Recall that this is only a naive model whose only assumption is that the reported numbers—and not necessarily actual numbers—follow a standard shape. That’s it. We started with it because so many people were going on and on about exponential increases and doubling times—everybody forgetting it is impossible for these increases to be sustained. The exponential shape is wrong.
Our shape is right (though for about a month the slope was off), and if I were to do it all over I’d certainly not estimate the model raw, and instead use prior estimates for the parameters—as a good Bayesian would—from an outbreak that looked like it might be similar. Like from Swine flu (see below). Ah well, I leave this as a class exercise.
Expert Model Performance
Maybe you don’t recall, but back in February, many were predicting tens of millions of deaths across the globe.
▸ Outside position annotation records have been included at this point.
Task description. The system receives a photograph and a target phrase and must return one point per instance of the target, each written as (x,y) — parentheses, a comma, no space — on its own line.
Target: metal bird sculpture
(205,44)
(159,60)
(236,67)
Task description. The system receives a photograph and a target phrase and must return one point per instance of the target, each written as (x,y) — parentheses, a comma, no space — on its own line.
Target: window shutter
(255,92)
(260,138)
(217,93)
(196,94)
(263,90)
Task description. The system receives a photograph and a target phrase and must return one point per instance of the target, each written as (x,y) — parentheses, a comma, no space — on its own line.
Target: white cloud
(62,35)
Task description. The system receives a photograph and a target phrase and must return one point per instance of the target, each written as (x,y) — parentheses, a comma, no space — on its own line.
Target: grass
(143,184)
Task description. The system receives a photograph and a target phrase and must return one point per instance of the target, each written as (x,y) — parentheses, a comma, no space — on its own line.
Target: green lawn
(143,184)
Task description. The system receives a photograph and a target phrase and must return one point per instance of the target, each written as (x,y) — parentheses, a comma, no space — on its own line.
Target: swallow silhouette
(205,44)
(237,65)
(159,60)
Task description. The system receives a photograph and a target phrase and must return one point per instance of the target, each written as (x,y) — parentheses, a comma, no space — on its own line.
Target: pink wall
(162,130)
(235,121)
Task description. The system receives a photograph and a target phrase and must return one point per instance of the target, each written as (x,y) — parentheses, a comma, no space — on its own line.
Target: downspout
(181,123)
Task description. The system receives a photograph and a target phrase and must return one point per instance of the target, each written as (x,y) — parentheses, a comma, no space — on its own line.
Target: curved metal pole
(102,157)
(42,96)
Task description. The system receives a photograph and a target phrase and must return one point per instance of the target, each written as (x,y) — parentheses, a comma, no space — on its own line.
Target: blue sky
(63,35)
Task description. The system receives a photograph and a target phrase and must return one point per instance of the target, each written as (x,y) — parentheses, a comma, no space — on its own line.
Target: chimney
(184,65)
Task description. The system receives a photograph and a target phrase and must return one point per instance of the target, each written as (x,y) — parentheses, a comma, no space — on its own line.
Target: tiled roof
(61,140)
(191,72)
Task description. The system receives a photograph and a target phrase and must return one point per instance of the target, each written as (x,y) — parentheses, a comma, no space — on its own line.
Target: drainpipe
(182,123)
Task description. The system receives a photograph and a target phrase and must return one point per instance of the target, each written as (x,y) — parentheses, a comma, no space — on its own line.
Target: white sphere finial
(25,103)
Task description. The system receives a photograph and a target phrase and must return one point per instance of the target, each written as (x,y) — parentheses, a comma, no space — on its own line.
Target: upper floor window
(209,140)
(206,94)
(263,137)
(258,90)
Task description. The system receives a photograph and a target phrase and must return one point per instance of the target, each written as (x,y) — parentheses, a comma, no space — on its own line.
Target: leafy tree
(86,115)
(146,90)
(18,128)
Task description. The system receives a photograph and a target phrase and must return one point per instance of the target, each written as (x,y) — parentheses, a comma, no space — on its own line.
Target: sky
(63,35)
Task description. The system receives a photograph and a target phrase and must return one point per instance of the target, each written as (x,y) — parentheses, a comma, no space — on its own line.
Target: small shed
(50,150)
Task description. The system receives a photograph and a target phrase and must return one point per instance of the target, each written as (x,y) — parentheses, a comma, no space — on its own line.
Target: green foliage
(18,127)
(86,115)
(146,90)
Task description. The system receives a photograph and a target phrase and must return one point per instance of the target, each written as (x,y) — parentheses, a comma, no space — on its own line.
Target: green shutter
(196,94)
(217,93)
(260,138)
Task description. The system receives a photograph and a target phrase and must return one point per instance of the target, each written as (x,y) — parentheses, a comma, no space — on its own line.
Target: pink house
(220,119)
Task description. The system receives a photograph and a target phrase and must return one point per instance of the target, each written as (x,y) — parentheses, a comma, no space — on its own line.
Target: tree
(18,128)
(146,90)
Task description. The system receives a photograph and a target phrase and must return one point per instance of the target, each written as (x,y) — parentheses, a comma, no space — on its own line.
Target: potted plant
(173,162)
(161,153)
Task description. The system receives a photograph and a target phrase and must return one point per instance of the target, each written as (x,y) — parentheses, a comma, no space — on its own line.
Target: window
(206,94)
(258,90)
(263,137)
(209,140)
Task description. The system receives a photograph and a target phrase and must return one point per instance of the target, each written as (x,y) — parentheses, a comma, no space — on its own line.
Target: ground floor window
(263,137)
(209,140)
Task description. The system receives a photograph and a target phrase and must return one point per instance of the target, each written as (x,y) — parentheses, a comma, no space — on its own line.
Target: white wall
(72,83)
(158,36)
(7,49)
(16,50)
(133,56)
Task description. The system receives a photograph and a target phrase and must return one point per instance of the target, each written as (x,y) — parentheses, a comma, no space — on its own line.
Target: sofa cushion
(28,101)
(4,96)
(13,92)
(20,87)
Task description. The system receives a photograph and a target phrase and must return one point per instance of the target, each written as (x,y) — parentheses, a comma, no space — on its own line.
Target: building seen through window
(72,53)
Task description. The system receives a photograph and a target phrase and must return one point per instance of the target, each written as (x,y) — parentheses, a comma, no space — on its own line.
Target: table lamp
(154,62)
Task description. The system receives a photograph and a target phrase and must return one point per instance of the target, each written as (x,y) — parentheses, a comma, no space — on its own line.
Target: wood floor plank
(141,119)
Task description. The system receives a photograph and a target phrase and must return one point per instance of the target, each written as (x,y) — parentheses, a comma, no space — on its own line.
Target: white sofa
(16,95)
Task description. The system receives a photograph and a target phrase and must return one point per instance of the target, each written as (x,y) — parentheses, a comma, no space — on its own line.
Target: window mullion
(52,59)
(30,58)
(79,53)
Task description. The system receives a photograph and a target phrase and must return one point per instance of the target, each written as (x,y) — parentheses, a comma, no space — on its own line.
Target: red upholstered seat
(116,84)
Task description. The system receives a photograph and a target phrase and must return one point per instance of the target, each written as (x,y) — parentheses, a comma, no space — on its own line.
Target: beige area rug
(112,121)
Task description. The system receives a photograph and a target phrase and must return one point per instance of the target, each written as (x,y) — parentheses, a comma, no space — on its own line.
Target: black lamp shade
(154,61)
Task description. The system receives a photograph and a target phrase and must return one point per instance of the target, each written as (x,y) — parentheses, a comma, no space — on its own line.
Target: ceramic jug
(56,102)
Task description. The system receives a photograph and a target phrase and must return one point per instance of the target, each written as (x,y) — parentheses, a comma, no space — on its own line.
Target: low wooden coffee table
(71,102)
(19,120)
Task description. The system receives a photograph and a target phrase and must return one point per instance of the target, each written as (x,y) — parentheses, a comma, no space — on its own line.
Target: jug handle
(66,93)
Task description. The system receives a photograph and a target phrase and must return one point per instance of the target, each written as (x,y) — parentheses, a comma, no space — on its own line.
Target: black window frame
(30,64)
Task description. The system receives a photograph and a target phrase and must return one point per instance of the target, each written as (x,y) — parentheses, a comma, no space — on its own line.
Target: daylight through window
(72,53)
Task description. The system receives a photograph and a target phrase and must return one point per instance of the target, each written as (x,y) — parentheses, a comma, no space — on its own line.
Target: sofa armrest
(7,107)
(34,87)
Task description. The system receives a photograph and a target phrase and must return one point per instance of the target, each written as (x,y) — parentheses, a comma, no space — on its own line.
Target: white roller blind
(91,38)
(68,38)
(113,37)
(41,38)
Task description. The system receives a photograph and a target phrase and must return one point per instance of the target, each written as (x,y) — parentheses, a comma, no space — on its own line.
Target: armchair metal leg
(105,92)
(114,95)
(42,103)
A model used at Johns Hopkins in a simulation of a generic outbreak (not the coronavirus) from late in 2019 predicted some 65 million deaths. This was used by some to predict coronavirus numbers, though it was not the model’s original intention. Other early models using “AI” (fancy statistical models with impressive sounding names), said 53 million. Bill Gates came in with the smallest early prediction of 33 million. Another IT pro said 43 million. The figure of 50 million was popular.
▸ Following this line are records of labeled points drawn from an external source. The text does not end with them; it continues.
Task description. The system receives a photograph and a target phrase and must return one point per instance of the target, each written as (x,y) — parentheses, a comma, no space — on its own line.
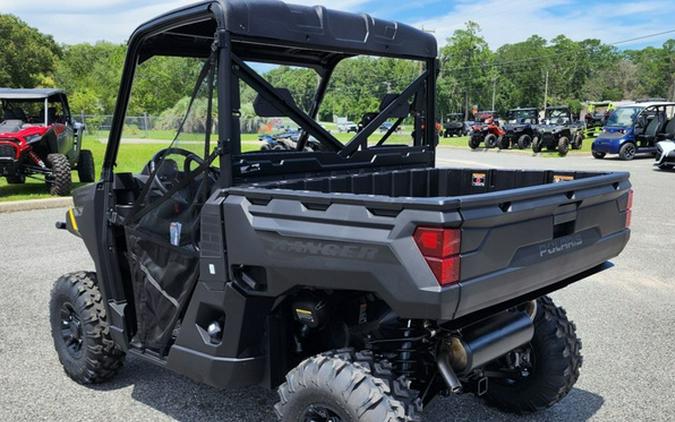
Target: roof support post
(225,112)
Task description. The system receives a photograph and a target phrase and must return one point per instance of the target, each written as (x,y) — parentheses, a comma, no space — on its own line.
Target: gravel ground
(625,317)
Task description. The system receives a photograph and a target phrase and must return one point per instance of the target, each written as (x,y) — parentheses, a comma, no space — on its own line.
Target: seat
(653,128)
(668,132)
(15,114)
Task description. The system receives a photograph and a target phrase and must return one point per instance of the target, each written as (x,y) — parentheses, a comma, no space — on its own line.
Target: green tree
(467,61)
(27,57)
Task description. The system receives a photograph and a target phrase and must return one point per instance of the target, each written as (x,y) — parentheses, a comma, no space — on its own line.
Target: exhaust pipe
(487,340)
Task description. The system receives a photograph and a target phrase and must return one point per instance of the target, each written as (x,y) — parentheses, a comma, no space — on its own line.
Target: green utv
(357,279)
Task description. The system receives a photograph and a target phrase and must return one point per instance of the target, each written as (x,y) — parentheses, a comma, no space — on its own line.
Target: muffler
(488,339)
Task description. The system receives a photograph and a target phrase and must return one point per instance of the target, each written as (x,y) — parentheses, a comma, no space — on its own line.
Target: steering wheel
(156,161)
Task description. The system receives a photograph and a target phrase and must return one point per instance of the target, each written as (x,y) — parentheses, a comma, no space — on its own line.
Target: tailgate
(515,242)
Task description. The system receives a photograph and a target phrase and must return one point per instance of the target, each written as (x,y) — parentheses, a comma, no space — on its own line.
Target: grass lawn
(133,156)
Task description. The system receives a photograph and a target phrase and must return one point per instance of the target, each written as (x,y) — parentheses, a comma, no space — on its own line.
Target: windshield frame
(637,111)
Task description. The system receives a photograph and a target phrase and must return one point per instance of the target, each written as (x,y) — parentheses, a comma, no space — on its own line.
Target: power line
(644,37)
(546,53)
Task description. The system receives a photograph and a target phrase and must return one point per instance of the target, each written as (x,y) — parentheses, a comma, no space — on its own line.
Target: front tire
(60,180)
(346,386)
(578,141)
(85,167)
(524,142)
(16,180)
(80,330)
(555,355)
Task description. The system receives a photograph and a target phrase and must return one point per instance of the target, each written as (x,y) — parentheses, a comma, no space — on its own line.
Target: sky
(502,21)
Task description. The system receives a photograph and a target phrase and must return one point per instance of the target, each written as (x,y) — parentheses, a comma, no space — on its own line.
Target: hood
(550,128)
(610,136)
(11,129)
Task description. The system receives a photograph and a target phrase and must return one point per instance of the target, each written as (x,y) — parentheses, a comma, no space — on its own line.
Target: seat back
(670,127)
(15,114)
(10,126)
(654,126)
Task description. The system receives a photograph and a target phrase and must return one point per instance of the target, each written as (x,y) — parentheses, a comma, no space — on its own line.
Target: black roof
(28,94)
(271,30)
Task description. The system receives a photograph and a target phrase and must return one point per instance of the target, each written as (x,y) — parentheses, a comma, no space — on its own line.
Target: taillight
(440,248)
(629,208)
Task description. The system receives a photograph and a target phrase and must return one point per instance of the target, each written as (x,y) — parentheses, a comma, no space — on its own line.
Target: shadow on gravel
(579,405)
(183,400)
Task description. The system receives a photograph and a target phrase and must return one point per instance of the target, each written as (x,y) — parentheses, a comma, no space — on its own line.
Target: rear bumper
(513,282)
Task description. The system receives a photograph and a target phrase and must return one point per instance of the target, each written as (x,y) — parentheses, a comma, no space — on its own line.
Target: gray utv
(357,279)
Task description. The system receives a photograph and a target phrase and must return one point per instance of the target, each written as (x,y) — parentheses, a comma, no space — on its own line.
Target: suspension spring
(405,361)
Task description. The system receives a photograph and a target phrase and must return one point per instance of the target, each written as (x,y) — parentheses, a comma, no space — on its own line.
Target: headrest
(264,108)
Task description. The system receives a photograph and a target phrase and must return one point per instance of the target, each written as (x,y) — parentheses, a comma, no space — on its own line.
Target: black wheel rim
(71,330)
(320,413)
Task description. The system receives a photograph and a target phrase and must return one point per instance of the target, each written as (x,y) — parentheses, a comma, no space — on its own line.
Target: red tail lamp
(440,248)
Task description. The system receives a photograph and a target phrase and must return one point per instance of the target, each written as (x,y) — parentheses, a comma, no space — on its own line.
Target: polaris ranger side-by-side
(358,279)
(39,138)
(559,131)
(520,128)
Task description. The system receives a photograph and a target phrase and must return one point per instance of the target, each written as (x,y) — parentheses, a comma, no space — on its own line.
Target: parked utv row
(358,280)
(557,132)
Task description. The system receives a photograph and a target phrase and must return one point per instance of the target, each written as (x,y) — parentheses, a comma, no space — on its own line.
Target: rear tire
(347,385)
(61,179)
(85,167)
(80,331)
(627,151)
(524,142)
(563,146)
(556,357)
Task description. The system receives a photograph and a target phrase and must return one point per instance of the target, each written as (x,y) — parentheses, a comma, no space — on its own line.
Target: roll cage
(235,33)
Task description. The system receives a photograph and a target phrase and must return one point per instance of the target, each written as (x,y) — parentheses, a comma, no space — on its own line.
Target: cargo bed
(522,231)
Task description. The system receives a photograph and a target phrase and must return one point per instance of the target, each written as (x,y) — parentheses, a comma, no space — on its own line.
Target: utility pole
(494,93)
(546,92)
(466,105)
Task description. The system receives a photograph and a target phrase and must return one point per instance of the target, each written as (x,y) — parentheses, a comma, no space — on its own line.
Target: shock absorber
(38,162)
(405,362)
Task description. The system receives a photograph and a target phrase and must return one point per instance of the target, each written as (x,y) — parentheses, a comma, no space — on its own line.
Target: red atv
(489,132)
(38,137)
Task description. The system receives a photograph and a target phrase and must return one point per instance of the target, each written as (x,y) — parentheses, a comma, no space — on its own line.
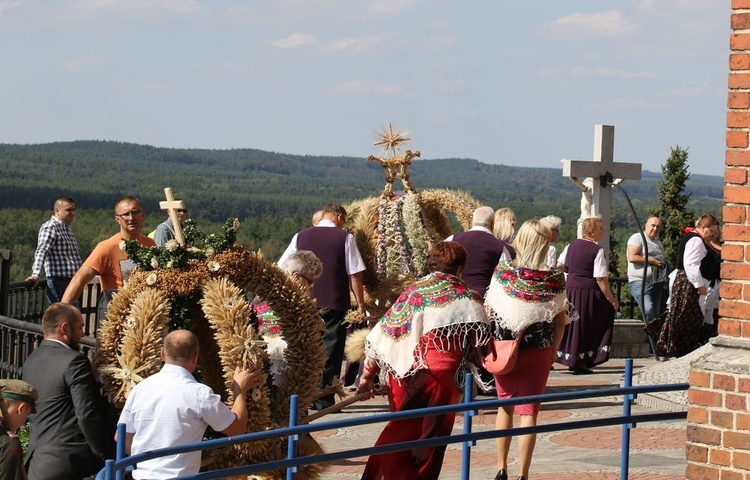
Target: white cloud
(360,44)
(294,40)
(4,5)
(364,86)
(390,7)
(85,63)
(696,91)
(593,72)
(443,41)
(177,6)
(632,103)
(581,72)
(610,23)
(451,86)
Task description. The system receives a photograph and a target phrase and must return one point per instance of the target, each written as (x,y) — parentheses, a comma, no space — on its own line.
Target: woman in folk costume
(586,343)
(304,267)
(418,345)
(693,293)
(526,298)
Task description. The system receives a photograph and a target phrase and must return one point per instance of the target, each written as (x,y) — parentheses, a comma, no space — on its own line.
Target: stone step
(629,340)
There were others. Such as the Ferguson model, which we have dissected before. Do you remember how it was said based on that model we’d have 1 to 2 million dead—if we didn’t follow instructions? In the USA alone.
If we follow instructions, the official model—whatever it was—-on 1 April said “White House projects 100K to 240K US deaths from virus“.
President Donald Trump on Tuesday warned Americans to brace for a “hell of a bad two weeks” ahead as the White House projected there could be 100,000 to 240,000 deaths in the U.S. from the coronavirus pandemic even if current social distancing guidelines are maintained.
Even if. Again, this Birx said “said pandemic forecasts initially predicted 1.5 million to 2.2 million deaths in the U.S.” If we didn’t obey.
People are beginning to question the models. One report complained:
White House officials have refused to explain how they generated the figure – a death toll bigger than the United States suffered in the Vietnam War or the Sept. 11, 2001, terrorist attacks. They have not provided the underlying data so others can assess its reliability, and have not provided long-term strategies to lower that death count…
At a task force meeting this week, according to two officials with direct knowledge of it, Anthony Fauci, director of the National Institute of Allergy and Infectious Diseases, told others that there are too many variables at play in the pandemic to make the models reliable: “I’ve looked at all the models. I’ve spent a lot of time on the models. They don’t tell you anything. You can’t really rely upon models.”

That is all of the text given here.